Adam was, therefore, destined to be the father of the human race spiritually as well as physically, being the mediator through whom God intended to confer His spiritual favors on man. His descendants were to inherit their natural gifts by descent from him, but sanctifying grace and the mastery over the passions were to be directly infused by God Himself into the soul. While Adam, as the head and educator of the human race, received an extensive infused knowledge at his creation, his descendants would in all probability be left to acquire their knowledge by observation and instruction (S. Thom. I. q. 100, a. 1; q. 101, a. 1). Finally, immortality would be ensured to all by a supernatural preservation of their natural vitality, and by a special divine providence (S. Thom. 1. q. 97, a. 4). The wisdom and goodness of God is especially manifested in the fact that He made man himself the mediator through whom His supernatural gifts were to be transmitted to the human race. Thus a wonderful harmony was established between the natural and the supernatural order, and man was made the dispenser of supernatural grace to man.

112. Our first parents, being subjected to a probation, transgressed the divine command, and thus incurred the severest penalties.

1. Like the angels (102), so also our first parents were subjected to a trial. Since God from mere benevolence had given such gifts and graces to our first parents, He was free to make their continuation and transmission to posterity dependent on certain conditions. The probation. chosen by God was obedience to His command not to eat of the fruit of a certain tree (Gen. ii. 17). If it pleased God in His wisdom that mankind should inherit the graces He had destined for them by their descent from Adam, it is no less in keeping with His wisdom to make the actual transmission of these gifts dependent on the obedience of the head of our race.

If Adam had not sinned and lost the gifts destined for his de scendants, yet each individual would have to undergo a like trial, and would thus be exposed to the danger of losing the graces received (S. Thom. I. q. 100, a. 2).

2. Our first parents transgressed God's command, and thereby committed a sin that was all the more grievous be cause, considering the abundance of gifts and graces imparted

to them, they could easily have obeyed the divine precept. They were not swayed by immoderate passions, but sinned with full deliberation, notwithstanding the greatness of God's favors and the severity of His menaces.

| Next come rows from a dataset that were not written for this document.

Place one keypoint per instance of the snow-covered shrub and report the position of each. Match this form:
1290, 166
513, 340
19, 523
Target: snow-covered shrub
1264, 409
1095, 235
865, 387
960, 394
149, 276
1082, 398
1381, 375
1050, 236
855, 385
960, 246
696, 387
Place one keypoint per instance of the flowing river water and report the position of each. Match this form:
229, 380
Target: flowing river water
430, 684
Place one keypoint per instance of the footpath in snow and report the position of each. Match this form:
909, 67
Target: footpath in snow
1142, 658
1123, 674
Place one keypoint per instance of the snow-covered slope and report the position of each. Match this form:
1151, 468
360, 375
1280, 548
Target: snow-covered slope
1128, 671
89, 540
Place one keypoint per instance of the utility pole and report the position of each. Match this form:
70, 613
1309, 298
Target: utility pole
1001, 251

3. The consequences of the transgression for our first parents themselves were manifold (Trid. Sess. v. can. 1.).

a. They lost the supernatural gifts: (1) sanctifying grace, and with it the supernatural life of the soul, and the supernatural likeness to God. For it is sanctifying grace that makes man the friend and child of God, while sin deprives him of the divine friendship and sonship, and, consequently, of sanctifying grace, which is inseparable from it. Spiritual death took the place of the spiritual, supernatural life of grace; divine wrath took the place of the friendship of God; and the slavery of Satan succeeded the adoption of the children of God. (2) They lost those preternatural gifts which resulted from sanctifying grace: dominion over the passions, immortality of the body. Sickness and sufferings, the forerunners of death, ensued.

b. The loss of the supernatural gifts produced the most baneful effects upon the natural faculties and the external conditions of our first parents. (1) Since original justice no longer controlled the functions of their soul, their understanding was darkened and their will weakened. (2) Driven out ɔf Paradise, they were forced to till the earth in the sweat of their brow. (3) Nature no longer willingly submitted to their sway; they became sensible of the discomforts that awaited them now that they no longer enjoyed the special protection of God; the very thistles and thorns which the earth brought forth even before man's fall became an instrument for man's punishment.

c. The future punishments which our first parents incurred were twofold. Having turned away from God, their last end, they incurred the pain of loss, or banishment from the presence of God; having turned to God's creatures, they incurred likewise the pain of sense; having, like Satan, rebelled against God, they incurred, like him, the eternal pains of hell.